Matheny recalls emotional first game after 9/11

September 11th, 2016

ST. LOUIS -- The Cardinals, along with other teams across MLB, held a pregame ceremony and moment of silence in remembrance of those who died on September 11, 2001, on Sunday. Teams wore hats with American flags on the side, with the sale of the caps benefiting the 9/11 Memorial and Museum, the Pentagon Memorial and the Flight 93 Memorial. Each team also used special lineup cards and base jewels as part of the remembrance.
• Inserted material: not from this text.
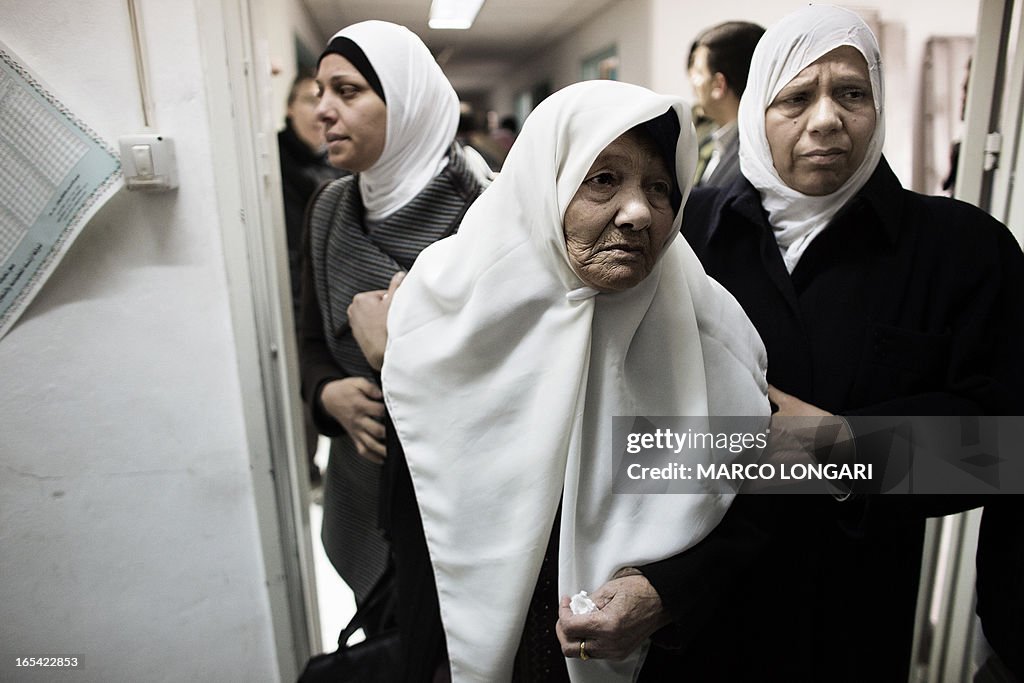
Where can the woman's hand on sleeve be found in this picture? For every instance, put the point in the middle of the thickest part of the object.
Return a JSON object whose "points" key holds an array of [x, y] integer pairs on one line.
{"points": [[368, 319], [358, 404], [629, 611]]}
Six days after the attacks, baseball resumed with the Cardinals opening a set against the Brewers in St. Louis. Late Cardinals radio play-by-play announcer Jack Buck read a poem he wrote titled "For America" as part of a pregame ceremony that included firefighters and policemen on the warning track with an American flag unfurled on the outfield grass. His voice cracked with emotion and his hands shook due to Parkinson's disease, which ailed Buck in his later years.
"I thought that summarized better than we could verbalize, most of us as players and people involved in the game, the privilege and responsibility of this game to move forward," Cardinals manager Mike Matheny said Sunday. "It was very well said, and the timing was perfect."
The conversation surrounding when baseball and other professional sports leagues should return to action after the attacks was delicate. That night, Buck asked the question to the crowd and answered emphatically himself: "Should we be here? Yes!"
"It was somber," Matheny said of the atmosphere in the stadium. "Anybody who was in a large group of people, there was a lot of uncertainty. It was cautious. [We were] wondering what was next and how we were going to respond as a nation following our president and military leaders and trying to support them, but also realizing the impact a game can have in helping the healing process."
The Brewers experience playing an away game was something the team hadn't experienced before, or since.
"I remember landing at Lambert [International Airport in St. Louis], getting on busses and going to the hotel we stayed at the time, which was mostly empty," Brewers traveling secretary Dan Larrea said. "Of the capacity of the hotel, they were only 30 percent filled. And of that 30 percent, we represented 90 percent. They were happy to have us."